Politics, in a word. After a miscalculation by Antonis Samaras, the previous prime minister, the country was forced into a snap election on January 25th. Syriza, a left-wing party fiercely opposed to the austerity that was a condition of the bail-outs, won the vote, entering into coalition with a small group of right-wing nationalists. Many of Greece’s euro-zone partners rashly assumed that once in office Alexis Tsipras, the prime minister, would perform what in Greece is known as a kolotoumba (“somersault”), reversing his campaign pledges. Instead he and his leather-clad finance minister, Yanis Varoufakis, doubled down, suggesting exotic ways to re-engineer Greece’s debt and refusing pleas to extend Greece’s bail-out, which runs out at the end of February. 
 
They have encountered a euro zone unusually united in its opposition. Even countries like France and Italy who might otherwise be sympathetic to Mr Tsipras’s anti-austerity message ruled out debt haircuts, not least because they would lose out themselves. The European Central Bank cut off its main line of support to Greek banks. The Germans have taken a particularly tough line: never in a mood to indulge Greek demands, they also fear emboldening Syriza-like populists in other peripheral euro-zone countries like Spain. Moreover, say many officials, the euro zone is much better shape to handle a Greek departure than it was the last time that seemed possible. That strengthens their hand in negotiations.
 
No one wants a so-called “Grexit”. And yet it is becoming harder to make out the parameters of a potential deal. Greece wants permission to issue short-term treasury bills to solve its short-term financing difficulties. But the ECB does not appear minded to allow that if Greece leaves its bail-out. Nor will it release profits worth around €1.9 billion from an earlier bond-buying programme.

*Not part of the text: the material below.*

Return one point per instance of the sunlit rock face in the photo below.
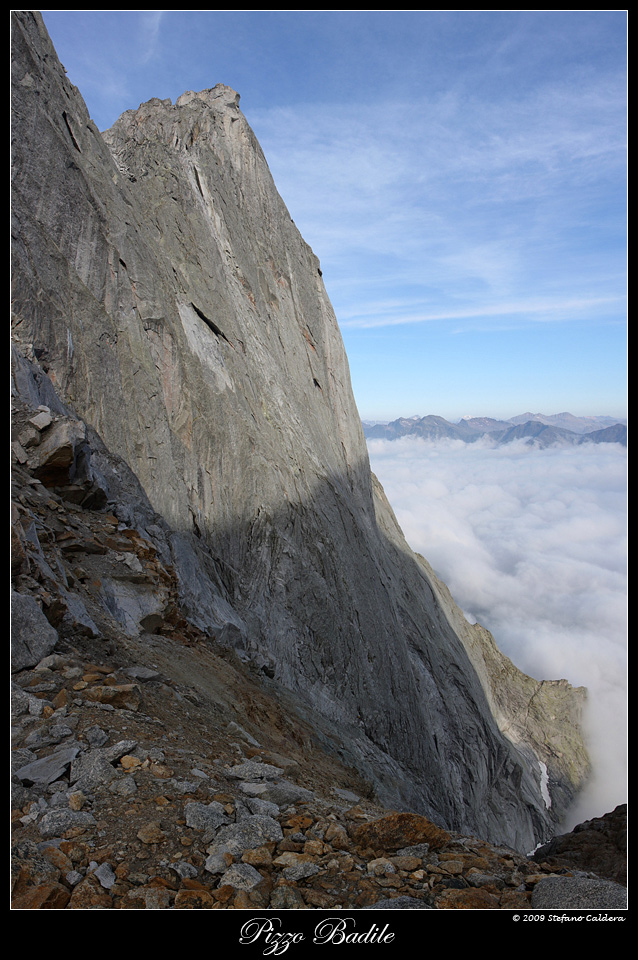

For their part the Greeks have indicated that they may be open to a further bail-out in a few months’ time, perhaps under a different name and administered by a different group of institutions from the hated “troika” (the European Commission, ECB and IMF). But without a commitment from Greece to deepen structural reforms, that will not fly in Europe. The Eurogroup meeting is unlikely to run smoothly.